Eastman not only provided jobs in Kodak Park, but he also had a hand in every aspect of Rochester’s civic life. He founded its illustrious music and dental schools, endowed its university, and created the Community Chest (later known as the United Way). Over the course of the twentieth century the city became known as “Smugtown,” in part because its economy seemed invincible. Depressions and economic downturns had no significant effect: people always needed film. To be employed by Kodak meant having a lifetime job with a good salary and benefits.
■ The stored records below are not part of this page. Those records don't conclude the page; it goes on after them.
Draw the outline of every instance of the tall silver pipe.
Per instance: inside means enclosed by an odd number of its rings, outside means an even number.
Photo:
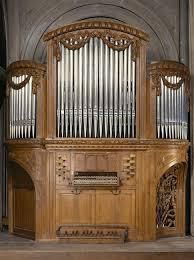
[[[131,61],[131,45],[128,47],[128,71],[127,71],[127,81],[128,81],[128,107],[127,107],[127,124],[128,124],[128,138],[131,137],[131,115],[132,115],[132,97],[131,97],[131,73],[132,73],[132,61]]]
[[[112,138],[113,130],[113,75],[114,75],[114,56],[113,49],[110,48],[110,72],[109,72],[109,131],[110,138]]]
[[[24,137],[27,138],[28,127],[28,88],[29,82],[24,87]]]
[[[177,77],[176,76],[174,76],[174,83],[177,83]],[[178,137],[177,90],[174,90],[174,118],[175,118],[175,135],[174,135],[174,137],[177,139],[177,137]]]
[[[92,135],[92,87],[93,87],[93,42],[91,38],[89,41],[89,91],[88,91],[88,133],[89,137]]]
[[[177,82],[180,78],[177,77]],[[177,138],[180,139],[180,88],[177,89]]]
[[[161,137],[164,138],[164,105],[165,105],[165,96],[164,96],[164,84],[161,79]]]
[[[90,63],[89,63],[90,66]],[[83,117],[84,117],[84,137],[87,137],[88,118],[88,43],[84,45],[84,73],[83,73]]]
[[[99,46],[99,136],[102,137],[102,127],[103,127],[103,101],[104,101],[104,95],[103,95],[103,77],[104,74],[104,43],[102,39],[100,41]]]
[[[94,38],[94,137],[97,137],[98,127],[98,38]]]
[[[185,83],[183,87],[183,139],[187,139],[187,103],[185,93]]]
[[[9,138],[13,138],[13,94],[12,94],[12,88],[10,88],[9,91]]]
[[[18,83],[22,82],[22,77],[18,78]],[[21,89],[18,89],[18,138],[21,133]]]
[[[69,128],[69,49],[65,48],[65,137]]]
[[[132,61],[132,138],[135,137],[135,61]]]
[[[166,77],[168,82],[171,82],[171,77]],[[168,138],[172,138],[172,102],[171,102],[171,89],[167,88],[168,91]]]
[[[157,137],[160,138],[160,126],[161,126],[161,118],[160,118],[160,100],[161,96],[157,96]]]
[[[70,50],[70,84],[69,84],[69,126],[70,137],[73,135],[73,51]]]
[[[118,42],[115,42],[115,45],[118,45]],[[114,135],[117,137],[117,128],[118,128],[118,51],[114,51],[115,60],[114,60]]]
[[[65,48],[63,45],[61,45],[61,66],[60,69],[60,75],[59,75],[59,81],[60,81],[60,98],[61,98],[61,104],[60,104],[60,114],[61,114],[61,137],[64,137],[64,126],[65,126],[65,113],[64,113],[64,102],[65,102]]]
[[[124,42],[126,44],[126,41]],[[124,68],[123,68],[123,135],[126,136],[127,120],[127,48],[124,50]]]
[[[174,76],[171,77],[172,84],[174,84]],[[175,98],[174,98],[174,90],[172,89],[172,139],[175,138]]]
[[[16,90],[12,89],[12,92],[13,92],[13,138],[16,138]]]
[[[74,136],[77,137],[78,123],[78,50],[74,50]]]
[[[83,91],[82,91],[82,77],[83,77],[83,71],[82,71],[82,66],[83,66],[83,48],[79,49],[79,137],[82,137],[82,118],[83,118]]]
[[[121,42],[122,43],[122,42]],[[123,51],[119,52],[119,137],[122,136],[123,117]]]
[[[32,93],[32,138],[35,138],[36,130],[36,95]]]
[[[25,78],[27,77],[27,75],[24,75],[23,78],[22,78],[22,81],[25,80]],[[26,86],[25,86],[26,87]],[[21,101],[21,137],[24,138],[24,89],[25,87],[23,87],[21,89],[21,96],[22,96],[22,101]]]
[[[18,83],[19,83],[19,78],[16,77],[16,84],[18,84]],[[18,92],[18,90],[16,90],[15,95],[16,95],[16,138],[18,138],[18,114],[19,114],[19,111],[18,111],[19,92]]]
[[[62,57],[62,59],[63,59],[63,57]],[[57,84],[57,137],[59,137],[60,136],[60,124],[61,124],[61,122],[60,122],[60,106],[61,106],[61,98],[60,98],[60,96],[61,96],[61,61],[58,61],[58,63],[57,63],[57,82],[58,82],[58,84]]]
[[[28,93],[28,138],[31,137],[31,125],[32,125],[32,77],[29,81],[29,93]]]
[[[168,95],[167,93],[168,93],[168,89],[166,86],[164,86],[164,130],[165,130],[166,138],[168,138]]]
[[[104,61],[104,135],[108,136],[108,86],[109,86],[109,48],[105,44]]]

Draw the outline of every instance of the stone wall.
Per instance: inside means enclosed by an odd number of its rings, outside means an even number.
[[[45,62],[45,32],[93,17],[126,22],[149,33],[148,61],[187,62],[186,5],[187,0],[7,0],[8,64],[18,59]]]

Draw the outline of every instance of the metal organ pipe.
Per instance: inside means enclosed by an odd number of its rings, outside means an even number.
[[[13,76],[17,86],[28,75]],[[35,138],[36,128],[36,95],[32,93],[32,77],[22,88],[10,88],[9,97],[9,137]]]
[[[175,86],[181,80],[178,76],[165,76]],[[187,106],[184,82],[178,89],[165,86],[161,79],[161,95],[157,96],[157,137],[187,139]]]
[[[110,41],[126,44],[126,40]],[[135,61],[131,59],[131,45],[118,51],[94,37],[75,50],[63,44],[60,48],[57,136],[135,137]]]

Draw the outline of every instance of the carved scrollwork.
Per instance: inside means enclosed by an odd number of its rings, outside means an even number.
[[[132,59],[134,60],[139,54],[140,41],[136,37],[130,35],[113,32],[111,30],[84,30],[78,32],[71,32],[62,35],[61,37],[53,39],[54,55],[57,60],[61,60],[60,44],[70,50],[84,47],[90,38],[100,38],[109,48],[117,51],[122,51],[132,46]]]
[[[13,82],[12,77],[20,77],[27,75],[26,78],[16,84]],[[46,75],[45,65],[38,64],[32,61],[17,61],[12,63],[7,69],[7,95],[9,95],[10,88],[19,90],[26,86],[32,77],[32,93],[36,94],[37,89],[40,87],[40,80]]]
[[[148,65],[148,74],[153,83],[153,88],[156,89],[157,96],[161,95],[161,79],[167,88],[173,90],[179,89],[185,83],[185,93],[190,96],[190,74],[189,69],[184,64],[175,61],[161,61]],[[180,80],[177,83],[169,82],[166,77],[176,76]]]
[[[181,164],[171,167],[161,178],[157,186],[157,227],[176,227],[176,201],[178,174]]]

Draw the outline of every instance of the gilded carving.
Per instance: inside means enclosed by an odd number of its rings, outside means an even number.
[[[161,61],[148,65],[148,75],[150,76],[153,88],[156,89],[157,96],[161,95],[161,79],[167,88],[179,89],[185,83],[185,92],[190,96],[190,73],[189,68],[182,63],[175,61]],[[165,77],[177,76],[180,80],[177,83],[169,82]]]
[[[120,33],[126,33],[133,35],[139,39],[142,39],[144,41],[149,41],[149,36],[136,28],[132,28],[128,26],[127,24],[119,24],[119,23],[114,23],[111,21],[82,21],[70,25],[66,25],[64,27],[58,28],[54,31],[48,32],[44,36],[44,41],[49,41],[51,39],[56,39],[57,37],[64,35],[66,33],[74,32],[74,31],[80,31],[80,30],[113,30],[113,31],[119,31]]]
[[[40,80],[46,75],[45,65],[38,64],[32,61],[17,61],[12,63],[7,69],[7,95],[9,95],[10,88],[15,90],[26,86],[32,77],[32,93],[37,93],[37,88],[40,87]],[[27,77],[20,83],[16,84],[12,81],[12,77],[27,75]]]
[[[130,35],[106,30],[81,30],[71,33],[66,33],[58,38],[53,39],[54,54],[57,60],[61,60],[61,48],[63,44],[65,48],[75,50],[83,47],[90,38],[100,38],[109,48],[117,51],[125,50],[132,46],[132,58],[136,59],[139,54],[140,41],[136,37]]]
[[[181,164],[171,167],[157,186],[157,228],[176,227],[177,179]]]

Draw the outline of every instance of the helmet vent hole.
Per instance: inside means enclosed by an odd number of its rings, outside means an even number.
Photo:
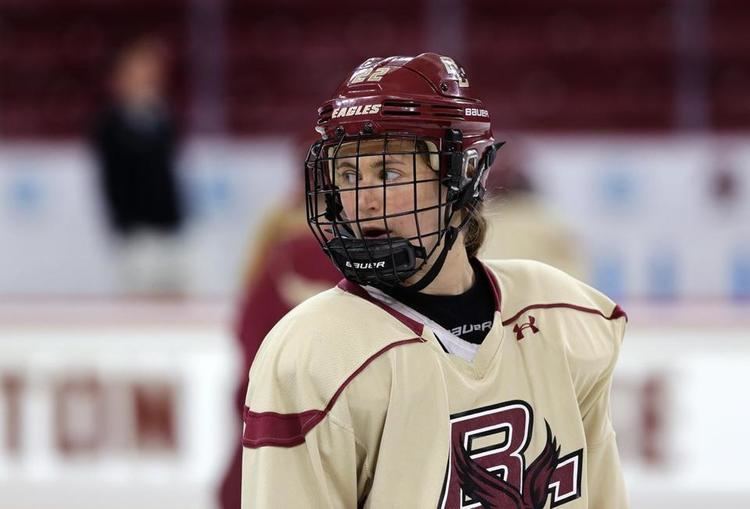
[[[414,101],[383,101],[383,115],[416,116],[420,115],[422,105]]]
[[[333,106],[325,106],[318,112],[318,125],[324,124],[331,120],[331,114],[333,113]]]

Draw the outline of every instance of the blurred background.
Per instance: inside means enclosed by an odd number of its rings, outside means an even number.
[[[453,56],[508,141],[485,257],[628,311],[632,506],[750,507],[750,3],[0,0],[0,507],[236,508],[247,366],[337,276],[317,106]]]

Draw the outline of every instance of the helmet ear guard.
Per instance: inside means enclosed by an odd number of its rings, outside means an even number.
[[[458,132],[460,137],[461,133]],[[450,134],[455,138],[455,134]],[[495,161],[497,151],[505,145],[504,141],[492,143],[481,158],[476,149],[456,151],[447,158],[448,199],[453,203],[453,210],[461,210],[468,205],[484,199],[487,171]],[[448,144],[450,146],[450,143]]]
[[[487,188],[485,187],[485,183],[487,182],[487,172],[490,170],[492,163],[495,162],[497,151],[500,150],[503,145],[505,145],[504,141],[490,144],[490,146],[485,149],[482,158],[478,161],[471,185],[471,188],[473,189],[471,200],[484,199],[484,195],[487,192]],[[469,200],[469,203],[471,203],[471,200]]]

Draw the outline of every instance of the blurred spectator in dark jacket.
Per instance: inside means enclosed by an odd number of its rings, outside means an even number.
[[[122,279],[136,293],[173,292],[181,284],[175,257],[183,214],[174,175],[177,137],[164,98],[165,56],[152,39],[122,51],[112,100],[93,133]]]

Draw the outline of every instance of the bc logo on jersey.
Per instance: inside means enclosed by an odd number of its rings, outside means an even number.
[[[544,509],[581,496],[583,449],[560,456],[546,423],[542,452],[527,461],[534,414],[524,401],[451,416],[451,452],[440,509]]]

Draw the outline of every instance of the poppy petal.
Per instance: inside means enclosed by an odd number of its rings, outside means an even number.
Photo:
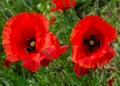
[[[41,50],[44,50],[43,55],[45,55],[44,60],[41,62],[41,65],[48,65],[52,59],[58,58],[68,46],[60,46],[58,39],[53,33],[46,34],[44,40],[41,42]],[[47,53],[47,54],[46,54]]]
[[[36,54],[32,59],[26,59],[23,61],[23,67],[30,70],[31,72],[35,72],[40,67],[40,62],[44,59],[40,54]]]
[[[87,68],[80,67],[78,64],[74,65],[74,72],[76,73],[77,77],[90,74],[90,71]]]
[[[52,2],[55,4],[55,8],[51,8],[51,11],[56,10],[64,10],[71,8],[76,5],[76,2],[74,0],[52,0]]]
[[[2,45],[4,47],[4,51],[7,52],[6,53],[6,57],[7,60],[11,61],[11,62],[16,62],[18,61],[20,58],[15,56],[11,50],[11,46],[10,45],[10,33],[11,33],[11,29],[10,27],[13,25],[14,21],[15,21],[16,17],[12,17],[11,19],[8,20],[8,22],[6,23],[6,25],[4,26],[4,30],[2,32]],[[14,58],[13,58],[14,57]]]
[[[28,70],[35,72],[40,66],[39,60],[24,60],[23,67],[27,68]]]
[[[104,26],[104,27],[103,27]],[[109,42],[113,41],[117,37],[117,32],[114,27],[112,27],[110,24],[105,22],[102,18],[99,16],[87,16],[84,19],[80,20],[74,29],[72,30],[70,41],[72,44],[79,44],[83,35],[88,31],[92,29],[97,29],[98,31],[102,32],[104,36],[106,36],[107,40]],[[113,34],[113,35],[111,35]]]
[[[106,52],[104,52],[102,55],[96,57],[82,57],[83,59],[79,59],[78,60],[78,64],[80,66],[84,66],[86,68],[95,68],[95,67],[99,67],[102,65],[105,65],[106,63],[108,63],[113,56],[115,55],[115,51],[112,47],[108,47]]]

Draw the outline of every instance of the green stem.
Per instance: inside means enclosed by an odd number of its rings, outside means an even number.
[[[55,65],[58,67],[58,68],[60,68],[60,66],[56,63],[56,62],[54,62],[55,63]],[[67,76],[67,74],[66,74],[66,72],[62,69],[61,70],[61,72],[62,72],[62,74],[67,78],[67,80],[68,80],[68,76]],[[68,86],[71,86],[70,85],[70,81],[68,80],[65,80],[66,82],[67,82],[67,84],[68,84]]]
[[[22,75],[23,75],[24,79],[26,79],[25,70],[23,68],[21,68],[21,70],[22,70]]]
[[[110,4],[107,2],[107,6],[108,9],[110,10],[110,13],[113,15],[113,17],[117,20],[117,22],[120,24],[120,20],[118,19],[118,17],[113,13],[112,8],[110,6]]]
[[[4,9],[4,5],[3,5],[2,3],[0,3],[0,7],[1,7],[2,9]]]
[[[118,70],[120,70],[120,66],[119,66],[119,63],[120,63],[120,60],[119,60],[119,57],[118,56],[116,56],[116,59],[117,59],[117,68],[118,68]]]
[[[68,79],[67,73],[66,73],[64,70],[62,70],[62,73],[63,73],[63,74],[64,74],[64,76]],[[71,86],[71,84],[70,84],[70,81],[69,81],[69,80],[67,81],[67,83],[68,83],[68,86]]]
[[[50,58],[50,60],[52,60],[52,57],[47,53],[47,51],[43,50],[42,52],[45,53]],[[54,66],[54,67],[56,66],[57,69],[61,68],[55,61],[54,61],[54,64],[52,64],[52,66]],[[65,73],[65,71],[63,69],[61,70],[61,72],[68,79],[67,74]],[[60,77],[61,77],[61,79],[63,79],[62,76],[60,76]],[[67,82],[68,86],[70,86],[70,83],[68,81],[66,81],[66,82]]]
[[[76,23],[78,21],[78,18],[77,18],[76,12],[75,12],[75,8],[73,8],[73,17],[74,17],[74,21]]]
[[[95,1],[95,14],[101,16],[101,10],[99,8],[99,2],[100,2],[99,0]]]
[[[99,8],[99,0],[96,0],[96,1],[95,1],[95,7],[96,7],[96,8]]]
[[[103,67],[103,71],[104,71],[104,86],[106,86],[106,82],[107,82],[107,74],[106,74],[106,70],[105,68]]]
[[[72,26],[71,26],[72,23],[70,22],[70,20],[69,20],[68,15],[67,15],[66,12],[67,12],[67,11],[63,11],[64,18],[65,18],[66,22],[68,22],[69,26],[72,27]]]

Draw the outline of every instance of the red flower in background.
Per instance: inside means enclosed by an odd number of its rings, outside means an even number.
[[[87,68],[80,67],[78,64],[74,65],[74,72],[76,73],[77,77],[90,73],[90,71]]]
[[[56,59],[68,48],[68,46],[60,47],[60,43],[53,33],[46,34],[41,44],[43,44],[41,49],[45,51],[41,52],[41,56],[44,56],[40,63],[42,66],[47,66],[51,60]]]
[[[95,71],[96,68],[93,69],[93,71]],[[74,65],[74,72],[76,73],[76,76],[79,78],[81,76],[84,76],[86,74],[90,74],[92,73],[92,71],[90,71],[88,68],[85,67],[81,67],[78,64]]]
[[[107,81],[107,86],[112,86],[112,84],[114,83],[114,79],[110,79]]]
[[[115,28],[99,16],[87,16],[74,27],[72,61],[80,67],[96,68],[108,63],[114,56],[110,43],[117,37]]]
[[[6,60],[10,62],[23,60],[23,66],[35,72],[47,58],[42,54],[43,50],[48,52],[52,59],[56,59],[67,46],[61,47],[54,34],[48,33],[48,29],[47,18],[39,13],[23,12],[10,18],[2,33]]]
[[[74,0],[52,0],[52,2],[55,4],[55,8],[51,9],[52,11],[64,10],[76,5]]]

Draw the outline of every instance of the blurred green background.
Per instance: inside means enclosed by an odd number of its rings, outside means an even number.
[[[79,19],[87,15],[100,15],[113,25],[120,33],[120,0],[77,0],[77,5],[64,11],[51,12],[51,0],[0,0],[0,86],[109,86],[108,80],[114,79],[113,86],[120,86],[120,35],[112,43],[116,56],[112,61],[96,72],[77,78],[73,71],[71,44],[69,36]],[[61,45],[69,49],[48,67],[40,67],[35,73],[24,69],[21,61],[10,68],[4,67],[5,53],[2,47],[1,34],[5,22],[20,12],[38,12],[49,20],[57,20],[50,27],[58,37]],[[112,34],[111,34],[112,35]],[[56,65],[57,63],[57,65]]]

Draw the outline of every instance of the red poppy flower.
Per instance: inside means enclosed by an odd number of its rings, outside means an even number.
[[[74,71],[75,71],[77,77],[80,77],[81,75],[90,73],[90,71],[87,68],[80,67],[78,64],[74,65]]]
[[[93,69],[93,71],[95,71],[95,70],[96,70],[96,68]],[[92,73],[92,71],[90,71],[88,68],[80,67],[78,64],[74,65],[74,72],[76,73],[77,77],[81,77],[86,74]]]
[[[114,83],[114,79],[110,79],[107,81],[107,86],[112,86],[112,84]]]
[[[52,11],[64,10],[76,5],[76,2],[74,0],[52,0],[52,2],[56,6],[55,8],[51,9]]]
[[[115,28],[99,16],[87,16],[74,27],[72,61],[85,68],[95,68],[108,63],[114,56],[110,43],[117,37]]]
[[[66,45],[60,47],[60,43],[53,33],[46,34],[41,44],[43,44],[41,49],[44,50],[41,52],[41,56],[44,56],[40,63],[42,66],[47,66],[51,60],[56,59],[68,48]]]
[[[35,72],[39,68],[40,62],[46,58],[45,55],[41,54],[42,50],[48,48],[53,50],[57,47],[61,51],[62,48],[58,40],[55,40],[57,38],[54,34],[48,33],[48,29],[47,18],[39,13],[23,12],[11,17],[5,24],[2,33],[6,59],[10,62],[23,60],[23,66]],[[50,39],[46,40],[47,38]],[[55,43],[58,43],[58,46]],[[67,46],[65,46],[64,51],[66,48]],[[58,54],[60,55],[64,51],[54,51],[54,55],[58,57]]]

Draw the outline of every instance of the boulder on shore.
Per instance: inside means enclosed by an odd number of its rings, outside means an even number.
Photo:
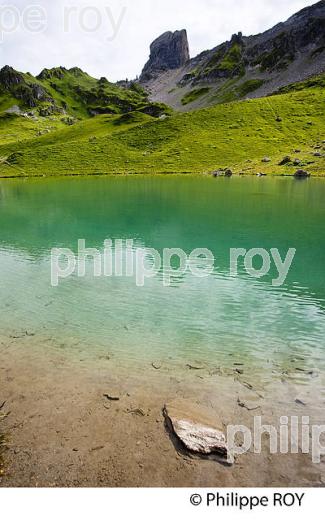
[[[307,177],[310,177],[310,173],[306,172],[306,170],[297,170],[295,177],[297,179],[306,179]]]
[[[232,177],[233,171],[230,168],[220,168],[219,170],[215,170],[211,172],[213,177]]]
[[[227,457],[224,427],[213,410],[178,399],[166,404],[163,413],[169,429],[189,451]]]

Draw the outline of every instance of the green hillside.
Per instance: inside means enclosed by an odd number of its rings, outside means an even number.
[[[74,99],[62,96],[73,108]],[[75,109],[80,116],[81,104]],[[207,173],[218,168],[277,175],[303,168],[324,175],[324,112],[323,84],[314,82],[280,95],[158,119],[139,108],[71,126],[58,118],[35,121],[2,114],[0,175]],[[279,166],[284,156],[291,161]]]
[[[95,79],[75,67],[44,69],[36,78],[5,66],[0,70],[0,112],[28,115],[34,120],[52,117],[66,124],[98,114],[138,110],[152,116],[169,112],[151,103],[139,85],[122,88],[106,78]]]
George Eastman was one of the first businessmen in America to grant employees dividends and profit sharing. “Bonus Days” were well-known to retailers in Rochester, who extended store hours so Kodak employees could spend their annual windfalls.

The first rumblings of trouble for Kodak came in the early 1990s, when the company began to face stiff competition from overseas, and embarked upon disastrous forays into new products and businesses. By 2000, the digital revolution and the subsequent huge drop in demand for traditional films and papers had pushed the company into economic free-fall. By 2011, Kodak employed fewer than 7,000 people in Rochester, and was struggling to transform itself into a digital company.

There are two Kodak building complexes in Rochester: the company’s head offices in Kodak Tower located in the downtown core on State Street; and the manufacturing, research, and warehousing operations in Kodak Park located in the northwestern part of the city. Upon its completion in 1916, Kodak Tower was Rochester’s tallest building. When, in 1929, he saw the plans for the new Times Square Building, also to be located in downtown Rochester, George Eastman added three floors and a spire to Kodak Tower so that the company’s headquarters could maintain its status as the city’s tallest structure.